Così penso come può cambiare l’impatto con i problemi della famiglia se, dalla “tradizionale” valutazione del sesso fondamentalmente negativa, influenzata da un certo platonismo che esaltava lo spirito e deprimeva la materia, si passa a una valutazione positiva di integralità dei vari aspetti dell’umanità (che viene confermata dall’Incarnazione, che divinizza, con l’umanità, tutto il mondo creato, il quale deriva da Cristo ed è a Lui finalizzato, come dice S. Paolo in Col. 1,16), e ci fa vedere il sesso come costitutivo dell’essere umano, anche nella diversità dei generi (l’essere umano è immagine e somiglianza di Dio nel suo essere maschio e femmina, come dice Gen.1,27), come espressione e strumento dell’amore essenziale dell’essere umano. 

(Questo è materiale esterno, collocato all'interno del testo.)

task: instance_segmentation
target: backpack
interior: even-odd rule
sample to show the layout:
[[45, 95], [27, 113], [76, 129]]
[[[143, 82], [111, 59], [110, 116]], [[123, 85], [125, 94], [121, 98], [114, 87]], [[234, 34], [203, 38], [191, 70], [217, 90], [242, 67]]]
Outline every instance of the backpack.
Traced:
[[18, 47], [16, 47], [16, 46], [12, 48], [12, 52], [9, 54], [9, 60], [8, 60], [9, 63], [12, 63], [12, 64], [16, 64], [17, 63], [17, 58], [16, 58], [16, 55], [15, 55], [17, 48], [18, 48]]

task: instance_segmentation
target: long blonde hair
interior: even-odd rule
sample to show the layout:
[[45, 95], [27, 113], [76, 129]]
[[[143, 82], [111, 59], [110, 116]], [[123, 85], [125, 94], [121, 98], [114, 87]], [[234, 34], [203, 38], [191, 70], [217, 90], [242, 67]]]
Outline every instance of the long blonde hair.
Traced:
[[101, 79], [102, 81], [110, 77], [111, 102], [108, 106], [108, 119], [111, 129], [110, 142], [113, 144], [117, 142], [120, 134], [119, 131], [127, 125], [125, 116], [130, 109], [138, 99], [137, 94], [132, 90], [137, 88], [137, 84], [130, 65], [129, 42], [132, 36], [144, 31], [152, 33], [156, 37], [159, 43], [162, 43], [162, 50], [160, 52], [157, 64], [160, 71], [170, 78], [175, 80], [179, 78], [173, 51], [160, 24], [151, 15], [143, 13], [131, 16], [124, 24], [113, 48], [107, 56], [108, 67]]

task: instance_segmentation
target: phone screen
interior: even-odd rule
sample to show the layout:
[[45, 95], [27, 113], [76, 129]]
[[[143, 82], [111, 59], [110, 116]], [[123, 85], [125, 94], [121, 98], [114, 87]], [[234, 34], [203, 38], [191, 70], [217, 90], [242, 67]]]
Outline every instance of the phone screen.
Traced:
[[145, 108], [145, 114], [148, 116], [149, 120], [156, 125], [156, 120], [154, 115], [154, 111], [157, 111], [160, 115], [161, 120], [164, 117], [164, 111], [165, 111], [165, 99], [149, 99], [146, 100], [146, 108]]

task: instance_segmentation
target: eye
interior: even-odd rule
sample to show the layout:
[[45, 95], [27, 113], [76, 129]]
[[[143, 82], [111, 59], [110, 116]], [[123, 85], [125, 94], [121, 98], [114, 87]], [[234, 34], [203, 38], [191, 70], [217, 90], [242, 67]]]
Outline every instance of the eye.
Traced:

È così che il Concilio stesso ci dice che il primo fine del matrimonio è l’amore (GS 49), e che la generazione è una sua conseguenza specifica, sollecitandoci a riflettere se il fine primario alle volte non possa condizionare una finalità che è solo conseguente. Le antiche (forse un po’ troppo approssimative) rimembranze filosofiche, mi fanno anche dubitare sulla nozione di “natura”, che condizionano tante nostre affermazioni. Il dubbio è che il termine di “natura” derivi dall’idealismo tedesco (direi soprattutto da Schelling), che contrapponeva la natura allo spirito. A pensarci bene (direi tanto più per noi cristiani, discepoli di Gesù Cristo, che ha assunto una vera “natura umana” che include ovviamente anche lo spirito), se la natura non è soltanto quella materiale o fisiologica ma include anche lo spirito, ovviamente questa dimensione dovrà divenire predominante. Non è vero che per lo sviluppo dello spirito si mortificava (oggi un po’ meno) la carne? Non è vero che per la salvaguardia dello spirito e delle sue finalità si può rinunciare totalmente anche alla natura fisiologica, alla vita materiale? Non ha fatto così la nobilissima ragazza iraniana, che, avendo ucciso il suo violentatore, ha preferito poi morire per una sentenza faziosa piuttosto che mentire sulla verità del fatto?

V’è dunque una serie di riflessioni, tutte da discutere, che non solo giustificano lo stile di questo inizio di Sinodo, con le sue diverse anche contrapposte posizioni, ma richiamano la coscienza dei vescovi e di tutti i membri del Sinodo, e anche di ogni battezzato adulto, perché sentano la responsabilità di fronte al progresso della fede, di quella che gli antichi chiamavano “la fede con cui si crede” (fides qua creditur) per giungere con più chiarezza alla “fede che si crede” (fides quae creditur). È una conferma della prospettiva di Chiesa offerta dal Concilio e motivo di speranza per le famiglie e per tutti gli uomini di buona volontà.